Küstenseeschwalbe – Sterna paradisaea

Küstenseeschwalbe –  sie brütet am Nordpol und zieht zum Überwintern bis zur Antarktis. Damit hält sie den Weltrekord der Zugvögel. Im Sturzflug fischt sie ihre Nahrung aus dem Wasser. Sie brütet in Kolonien und Feinde werden hart bekämpft und müssen mit heftigen Stichwunden rechnen.

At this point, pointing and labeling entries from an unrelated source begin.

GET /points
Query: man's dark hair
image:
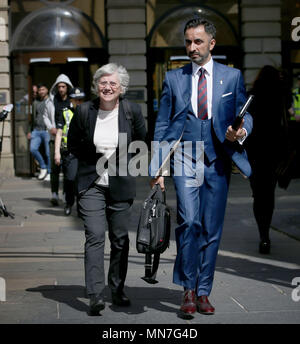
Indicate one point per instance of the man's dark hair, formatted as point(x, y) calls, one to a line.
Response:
point(209, 27)
point(42, 84)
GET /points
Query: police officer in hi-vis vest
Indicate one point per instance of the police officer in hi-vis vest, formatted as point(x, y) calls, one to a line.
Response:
point(296, 102)
point(69, 162)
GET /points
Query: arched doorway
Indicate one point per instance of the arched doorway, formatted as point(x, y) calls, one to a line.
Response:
point(165, 47)
point(47, 42)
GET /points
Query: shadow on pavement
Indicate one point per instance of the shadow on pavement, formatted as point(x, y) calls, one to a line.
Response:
point(160, 299)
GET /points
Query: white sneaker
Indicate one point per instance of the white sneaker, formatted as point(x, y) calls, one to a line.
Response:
point(43, 174)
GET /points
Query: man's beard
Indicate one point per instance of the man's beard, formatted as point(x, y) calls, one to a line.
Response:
point(199, 59)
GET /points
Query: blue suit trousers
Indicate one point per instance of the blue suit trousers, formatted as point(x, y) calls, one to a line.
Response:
point(201, 211)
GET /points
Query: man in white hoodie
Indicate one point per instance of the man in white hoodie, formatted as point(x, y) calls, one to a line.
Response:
point(60, 95)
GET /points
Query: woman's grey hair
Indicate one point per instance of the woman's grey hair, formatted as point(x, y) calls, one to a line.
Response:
point(109, 69)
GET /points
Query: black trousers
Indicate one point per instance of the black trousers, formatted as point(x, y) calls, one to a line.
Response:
point(99, 213)
point(69, 166)
point(263, 183)
point(55, 170)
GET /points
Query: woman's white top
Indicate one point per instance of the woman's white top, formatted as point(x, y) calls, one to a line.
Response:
point(106, 139)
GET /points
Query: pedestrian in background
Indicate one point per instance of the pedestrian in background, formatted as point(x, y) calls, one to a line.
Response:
point(39, 134)
point(60, 95)
point(266, 146)
point(62, 155)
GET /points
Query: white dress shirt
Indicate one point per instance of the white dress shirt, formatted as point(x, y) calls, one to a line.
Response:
point(208, 70)
point(106, 137)
point(208, 67)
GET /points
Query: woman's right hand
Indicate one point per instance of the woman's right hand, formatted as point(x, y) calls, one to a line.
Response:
point(159, 180)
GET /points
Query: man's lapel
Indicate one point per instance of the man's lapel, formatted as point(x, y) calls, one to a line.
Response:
point(218, 86)
point(185, 82)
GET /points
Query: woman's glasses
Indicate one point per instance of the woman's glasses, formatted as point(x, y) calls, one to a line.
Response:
point(112, 84)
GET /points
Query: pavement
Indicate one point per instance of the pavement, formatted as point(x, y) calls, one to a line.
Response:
point(42, 264)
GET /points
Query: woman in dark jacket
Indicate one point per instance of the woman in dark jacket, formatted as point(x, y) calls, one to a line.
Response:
point(265, 147)
point(105, 197)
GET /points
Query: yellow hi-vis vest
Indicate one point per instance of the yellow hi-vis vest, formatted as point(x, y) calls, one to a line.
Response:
point(296, 103)
point(68, 115)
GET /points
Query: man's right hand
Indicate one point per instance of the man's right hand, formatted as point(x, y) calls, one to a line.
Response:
point(159, 180)
point(53, 131)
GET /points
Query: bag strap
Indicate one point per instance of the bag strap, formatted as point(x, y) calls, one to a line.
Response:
point(84, 108)
point(128, 112)
point(151, 269)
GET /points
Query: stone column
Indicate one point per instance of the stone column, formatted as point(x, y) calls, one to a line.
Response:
point(7, 160)
point(261, 34)
point(126, 21)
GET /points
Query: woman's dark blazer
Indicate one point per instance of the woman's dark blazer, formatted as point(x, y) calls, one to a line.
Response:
point(81, 144)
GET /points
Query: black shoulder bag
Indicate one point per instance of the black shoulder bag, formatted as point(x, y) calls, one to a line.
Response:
point(153, 234)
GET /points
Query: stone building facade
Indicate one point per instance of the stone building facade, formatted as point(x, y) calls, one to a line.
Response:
point(142, 36)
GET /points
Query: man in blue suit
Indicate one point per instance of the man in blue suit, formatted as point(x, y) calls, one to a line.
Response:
point(199, 102)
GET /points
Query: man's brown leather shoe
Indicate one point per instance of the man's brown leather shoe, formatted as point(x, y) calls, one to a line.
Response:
point(204, 306)
point(188, 305)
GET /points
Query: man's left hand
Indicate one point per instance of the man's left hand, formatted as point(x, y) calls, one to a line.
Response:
point(234, 135)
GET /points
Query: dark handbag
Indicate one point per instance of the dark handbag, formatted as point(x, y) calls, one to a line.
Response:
point(153, 234)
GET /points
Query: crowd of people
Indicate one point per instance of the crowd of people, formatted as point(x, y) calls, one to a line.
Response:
point(199, 102)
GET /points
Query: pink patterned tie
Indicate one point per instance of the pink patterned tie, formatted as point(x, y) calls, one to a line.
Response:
point(202, 95)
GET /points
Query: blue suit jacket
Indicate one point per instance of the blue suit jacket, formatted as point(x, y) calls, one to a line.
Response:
point(176, 100)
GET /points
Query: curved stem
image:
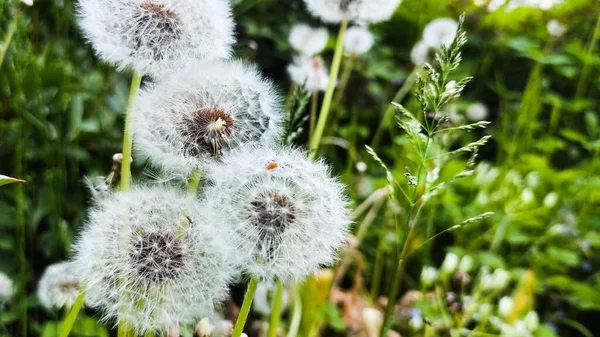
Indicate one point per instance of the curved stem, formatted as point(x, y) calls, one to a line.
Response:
point(127, 137)
point(276, 309)
point(326, 107)
point(245, 310)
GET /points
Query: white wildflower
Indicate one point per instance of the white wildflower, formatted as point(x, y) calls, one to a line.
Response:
point(440, 32)
point(477, 112)
point(505, 306)
point(556, 28)
point(289, 216)
point(311, 72)
point(307, 40)
point(361, 11)
point(420, 53)
point(150, 36)
point(358, 40)
point(207, 109)
point(428, 275)
point(151, 259)
point(6, 289)
point(59, 287)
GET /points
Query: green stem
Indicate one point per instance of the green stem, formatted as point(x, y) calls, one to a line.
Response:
point(296, 313)
point(276, 309)
point(245, 310)
point(127, 136)
point(389, 111)
point(68, 322)
point(326, 107)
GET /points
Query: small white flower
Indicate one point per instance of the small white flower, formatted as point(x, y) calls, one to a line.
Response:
point(358, 40)
point(307, 40)
point(361, 11)
point(532, 321)
point(150, 258)
point(440, 32)
point(477, 112)
point(420, 53)
point(6, 289)
point(289, 216)
point(207, 109)
point(428, 275)
point(311, 72)
point(556, 28)
point(450, 264)
point(58, 288)
point(505, 306)
point(150, 36)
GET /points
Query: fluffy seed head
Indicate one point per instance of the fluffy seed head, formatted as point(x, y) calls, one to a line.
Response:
point(59, 287)
point(288, 218)
point(440, 32)
point(307, 40)
point(203, 111)
point(358, 40)
point(361, 11)
point(148, 257)
point(150, 36)
point(311, 72)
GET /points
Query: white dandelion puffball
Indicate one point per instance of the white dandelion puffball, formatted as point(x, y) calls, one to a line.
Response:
point(310, 72)
point(149, 258)
point(440, 32)
point(477, 112)
point(361, 11)
point(289, 216)
point(6, 289)
point(59, 287)
point(195, 115)
point(149, 35)
point(307, 40)
point(358, 40)
point(420, 53)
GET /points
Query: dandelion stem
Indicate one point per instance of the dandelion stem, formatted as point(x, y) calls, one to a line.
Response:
point(127, 137)
point(315, 141)
point(69, 320)
point(276, 309)
point(245, 310)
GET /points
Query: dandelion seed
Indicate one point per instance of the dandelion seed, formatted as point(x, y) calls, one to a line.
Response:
point(206, 110)
point(150, 36)
point(307, 40)
point(59, 287)
point(144, 264)
point(310, 72)
point(361, 11)
point(288, 221)
point(358, 40)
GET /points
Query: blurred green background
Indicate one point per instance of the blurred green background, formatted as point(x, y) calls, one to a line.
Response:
point(61, 120)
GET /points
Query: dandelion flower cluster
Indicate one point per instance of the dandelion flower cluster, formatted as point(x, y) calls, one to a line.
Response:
point(190, 118)
point(150, 36)
point(150, 257)
point(361, 11)
point(287, 214)
point(59, 286)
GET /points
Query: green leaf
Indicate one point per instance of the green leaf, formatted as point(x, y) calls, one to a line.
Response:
point(5, 180)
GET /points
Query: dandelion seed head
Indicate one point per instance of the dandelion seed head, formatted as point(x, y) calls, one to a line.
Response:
point(307, 40)
point(59, 287)
point(310, 72)
point(143, 262)
point(150, 36)
point(358, 40)
point(202, 112)
point(361, 11)
point(287, 220)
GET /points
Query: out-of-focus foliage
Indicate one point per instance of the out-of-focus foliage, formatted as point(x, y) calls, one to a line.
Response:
point(540, 174)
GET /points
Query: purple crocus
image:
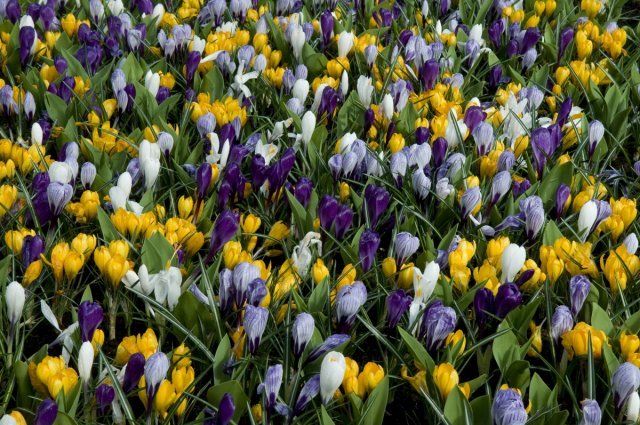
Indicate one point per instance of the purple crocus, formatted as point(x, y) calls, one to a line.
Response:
point(255, 322)
point(46, 412)
point(90, 316)
point(398, 303)
point(105, 394)
point(133, 371)
point(542, 148)
point(376, 202)
point(579, 287)
point(438, 321)
point(302, 331)
point(562, 195)
point(32, 248)
point(368, 245)
point(224, 228)
point(507, 298)
point(566, 36)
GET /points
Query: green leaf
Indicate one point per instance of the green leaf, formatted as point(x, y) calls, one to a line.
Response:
point(600, 319)
point(376, 404)
point(350, 116)
point(156, 252)
point(457, 409)
point(561, 173)
point(240, 399)
point(109, 232)
point(551, 233)
point(417, 350)
point(194, 316)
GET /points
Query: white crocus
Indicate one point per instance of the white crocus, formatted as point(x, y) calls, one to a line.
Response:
point(345, 43)
point(267, 150)
point(300, 90)
point(513, 258)
point(308, 126)
point(387, 106)
point(60, 172)
point(14, 296)
point(424, 282)
point(587, 217)
point(85, 361)
point(302, 255)
point(456, 130)
point(331, 375)
point(365, 90)
point(152, 82)
point(166, 286)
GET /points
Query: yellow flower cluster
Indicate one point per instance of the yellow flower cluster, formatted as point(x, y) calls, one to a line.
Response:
point(361, 383)
point(51, 376)
point(112, 261)
point(66, 260)
point(145, 344)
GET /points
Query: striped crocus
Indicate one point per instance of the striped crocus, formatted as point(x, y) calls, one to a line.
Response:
point(348, 301)
point(255, 322)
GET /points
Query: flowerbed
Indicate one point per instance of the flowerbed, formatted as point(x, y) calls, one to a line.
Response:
point(319, 212)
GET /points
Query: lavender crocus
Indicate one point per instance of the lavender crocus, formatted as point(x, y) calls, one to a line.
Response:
point(310, 389)
point(398, 303)
point(405, 245)
point(438, 321)
point(507, 298)
point(561, 322)
point(105, 394)
point(591, 412)
point(624, 382)
point(90, 316)
point(46, 412)
point(579, 287)
point(368, 245)
point(133, 371)
point(255, 322)
point(508, 408)
point(302, 331)
point(348, 301)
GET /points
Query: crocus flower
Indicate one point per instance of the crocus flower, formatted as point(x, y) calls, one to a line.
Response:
point(579, 287)
point(368, 245)
point(46, 412)
point(507, 298)
point(561, 321)
point(508, 408)
point(105, 394)
point(255, 322)
point(310, 389)
point(331, 343)
point(133, 372)
point(405, 245)
point(224, 414)
point(348, 301)
point(155, 370)
point(591, 413)
point(224, 228)
point(624, 382)
point(331, 375)
point(302, 332)
point(438, 321)
point(398, 303)
point(90, 316)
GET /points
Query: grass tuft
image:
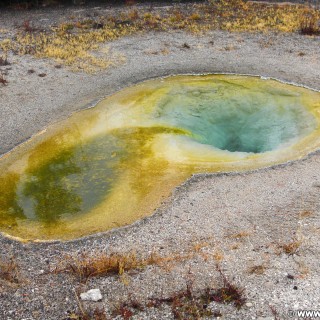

Feinde werden  im Sturzflug attakiert. Der Schnabel ist dunkelrot und der Kopf ist bis unterhalb der Augen dunkel, der Rücken grau. Beim Jungvogel ist die Stirn noch weiß und der Rücken grau geschuppt.

Küstenseeschwalbe
Sterna paradisaea
Flussseeschwalbe –  Sterna hirundo

Die Oberseite der Flußseeschwalbe ist etwas heller grau als bei der Verwandten. Die Flußseeschwalbe hält sich in Küstennähe  und an Binnengewässern auf. Den älteren Vögeln stehen die besten Nistplätze zu. Junge Tiere müssen sich da zurücknehmen. Beide Elternteile wechseln sich bei der Brut ab. Nach der Geburt kümmert sich das Weibchen alleine um die Jungen und das Männchen besorgt Futter. Der Schnabel ist orangerot mit einer schwarzen Spitze und die dunkle Kopfhaube endet auf Augenhöhe. Die Brust ist leicht rosa. wie auch bei der Küstenseeschwalbe ist die Stirn des Jungvogels weiß, der Rücken ist bräunlich geschuppt.